Safropa produces 1.8 million cuttings per week. While 65 percent of the production is the double-flowered Calandiva varieties, the remaining 35 percent are single-flowered kalanchoe. In just four years, the double-flowered varieties have dominated the European market.
Adjacent to the property is a strawberry farm, also owned by a Dutch entrepreneur. Dutch ingenuity has come into play at Safropa, building canals to catch rainwater and securing a stable year-round supply of water, which isn’t found on most farms on South Africa. The primary heating source is coal and Safropa uses between 15 and 20 tons of coal per night. While coal is abundant and cheap compared to other fuels, the price has doubled from 400 rands per ton a year ago to 800 rands per ton. For electricity, the facility has two generators to compensate for blackouts.

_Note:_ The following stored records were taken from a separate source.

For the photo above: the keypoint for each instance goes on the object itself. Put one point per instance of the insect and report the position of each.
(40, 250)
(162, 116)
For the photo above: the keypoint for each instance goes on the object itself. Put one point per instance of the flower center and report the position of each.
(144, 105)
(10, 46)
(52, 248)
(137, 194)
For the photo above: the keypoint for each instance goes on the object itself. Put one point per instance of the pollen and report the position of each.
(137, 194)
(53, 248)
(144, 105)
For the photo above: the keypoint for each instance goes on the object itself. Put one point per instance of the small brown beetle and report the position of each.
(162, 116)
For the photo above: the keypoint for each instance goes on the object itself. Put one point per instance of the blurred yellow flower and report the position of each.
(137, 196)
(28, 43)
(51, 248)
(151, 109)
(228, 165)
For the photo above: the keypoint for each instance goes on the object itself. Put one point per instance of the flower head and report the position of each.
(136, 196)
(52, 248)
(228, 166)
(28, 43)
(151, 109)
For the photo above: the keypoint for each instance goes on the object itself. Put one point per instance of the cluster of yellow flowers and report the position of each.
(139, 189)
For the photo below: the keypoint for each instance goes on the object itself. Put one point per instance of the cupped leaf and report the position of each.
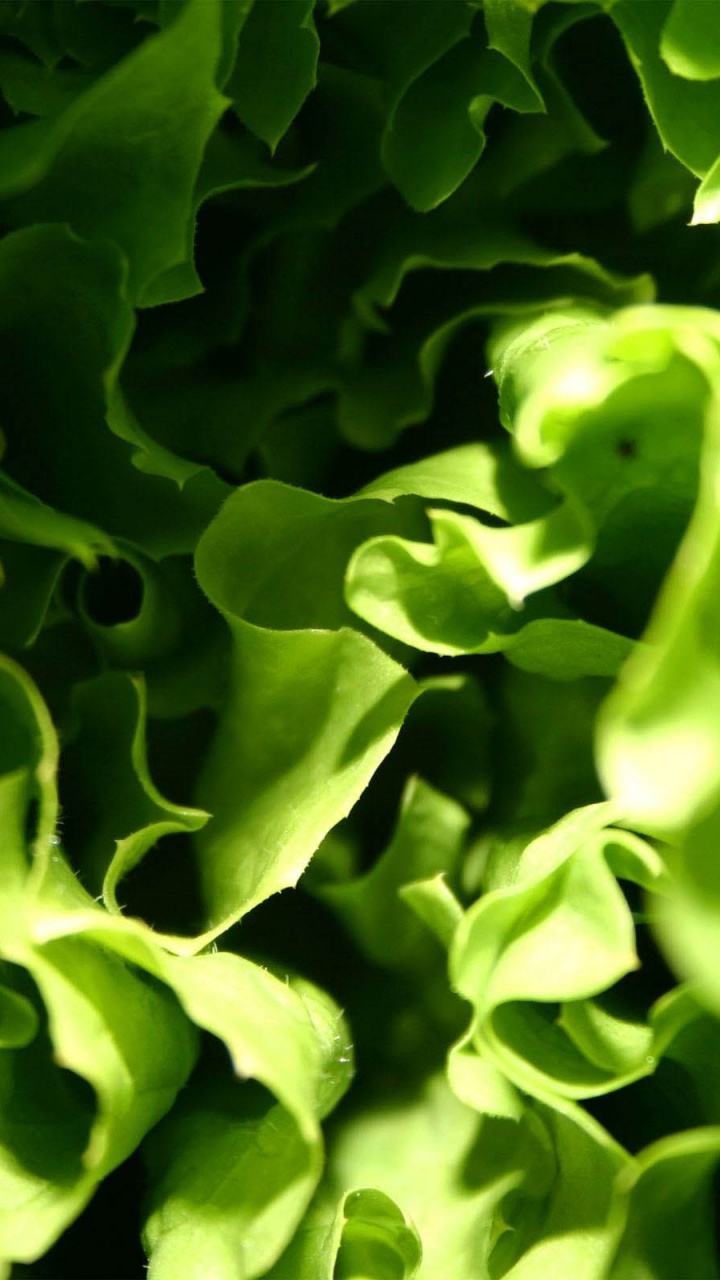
(231, 1176)
(664, 1203)
(464, 593)
(231, 1170)
(65, 324)
(657, 735)
(117, 810)
(364, 1234)
(427, 842)
(274, 68)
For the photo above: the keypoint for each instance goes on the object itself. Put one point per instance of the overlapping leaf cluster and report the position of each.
(359, 536)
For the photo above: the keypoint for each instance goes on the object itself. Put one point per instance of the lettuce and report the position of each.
(359, 639)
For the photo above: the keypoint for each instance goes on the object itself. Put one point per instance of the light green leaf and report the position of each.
(657, 736)
(464, 593)
(231, 1171)
(365, 1234)
(65, 324)
(427, 841)
(308, 720)
(106, 776)
(559, 933)
(664, 1200)
(691, 40)
(231, 1176)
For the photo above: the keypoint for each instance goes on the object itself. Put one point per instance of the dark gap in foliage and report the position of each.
(165, 888)
(113, 593)
(104, 1242)
(299, 933)
(176, 752)
(654, 1107)
(582, 202)
(593, 65)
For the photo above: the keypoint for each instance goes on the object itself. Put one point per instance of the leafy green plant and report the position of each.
(360, 668)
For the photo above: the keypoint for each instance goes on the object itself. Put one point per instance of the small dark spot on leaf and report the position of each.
(627, 449)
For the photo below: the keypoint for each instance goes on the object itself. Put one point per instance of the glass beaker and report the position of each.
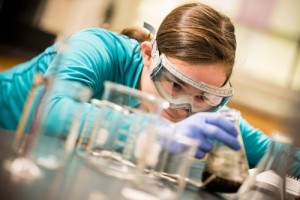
(268, 180)
(57, 123)
(125, 113)
(226, 168)
(167, 157)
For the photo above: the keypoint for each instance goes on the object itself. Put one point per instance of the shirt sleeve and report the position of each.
(255, 141)
(88, 60)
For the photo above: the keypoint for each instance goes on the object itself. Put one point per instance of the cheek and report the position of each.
(148, 87)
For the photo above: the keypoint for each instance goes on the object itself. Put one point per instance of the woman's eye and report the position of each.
(200, 98)
(176, 86)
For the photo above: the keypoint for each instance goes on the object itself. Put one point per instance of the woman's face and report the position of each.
(213, 74)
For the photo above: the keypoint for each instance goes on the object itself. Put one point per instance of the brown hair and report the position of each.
(198, 34)
(138, 33)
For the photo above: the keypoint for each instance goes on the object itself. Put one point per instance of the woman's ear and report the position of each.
(146, 48)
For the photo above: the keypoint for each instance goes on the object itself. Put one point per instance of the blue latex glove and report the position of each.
(209, 126)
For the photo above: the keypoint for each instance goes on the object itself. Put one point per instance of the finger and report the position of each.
(205, 145)
(219, 120)
(221, 135)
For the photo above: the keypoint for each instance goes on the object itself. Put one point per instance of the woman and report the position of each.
(189, 63)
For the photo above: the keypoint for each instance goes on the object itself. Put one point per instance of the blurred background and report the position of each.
(266, 77)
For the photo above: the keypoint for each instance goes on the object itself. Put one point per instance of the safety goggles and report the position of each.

Safropa employs 350 workers. While 20 take cuttings at any given time, the rest are involved in crop maintenance and shipping. While some come to the greenhouses by foot, others come by bus and Fides pays for the ticket. Workers get paid by the unit. While you wouldn’t think there would be a lot of worker protections in a Third World country, because of the legacy of Apartheid, there are a lot of social reforms and laws employers must follow under the Employment Equity Act and Basic Conditions of Employment Act.
One thing we noticed across the kalanchoe varieties was differences in leaf shapes and size. Large leaves are taken off to enhance cuttings production. Supplemental lighting is used to keep plants in a vegetative state. Safropa has been testing energy saving bulbs from Philips. Lights are on 10 minutes and off 20 minutes.
The rooting medium consists of coco fiber, bark and Styrofoam. It is steam sterilized and reused for three crops. “We had to learn a lot with coco, making sure it wasn’t too wet or drying out” Enthoven says. “We were almost not sleeping at night testing the cocos.”
Stock plants are changed out every 40 weeks, which keeps production fresh. “When I came here, the place was full of kalanchoe trees!” Enthoven says. “This system works. The main thing is the plant needs to be ready for the next order in three weeks.”
This was a great opportunity for the kalanchoe growers to ask Enthoven questions about their own production concerns. He says he fields between 30 and 40 emails a day on these matters.
When we went into the shipping coolers, the growers had fun finding the boxes of cuttings addressed to their operations in Canada. A few even put surprise notes in the boxes for their employees to find. Cuttings were shipped to arrive on Monday for sticking Tuesday. They are packed in Styrofoam-lined boxes for temperature control. Transportation takes longer to the United States and Canada. If temperatures are consistently high or low, that’s okay, but when temperatures fluctuate, the plants sweat.
Another logistical difference between North America in Europe is what happens when substitutions need to be made. In North America, where there is usually a broker in between, the substitution needs to be cleared through the broker before it can happen. In some cases, brokers will allow growers and Fides to resolve these issues directly. For blooming potted plant specialists with 52-week programs, timing is critical to receive the same colors on the same date. They need all the colors in the box of cuttings.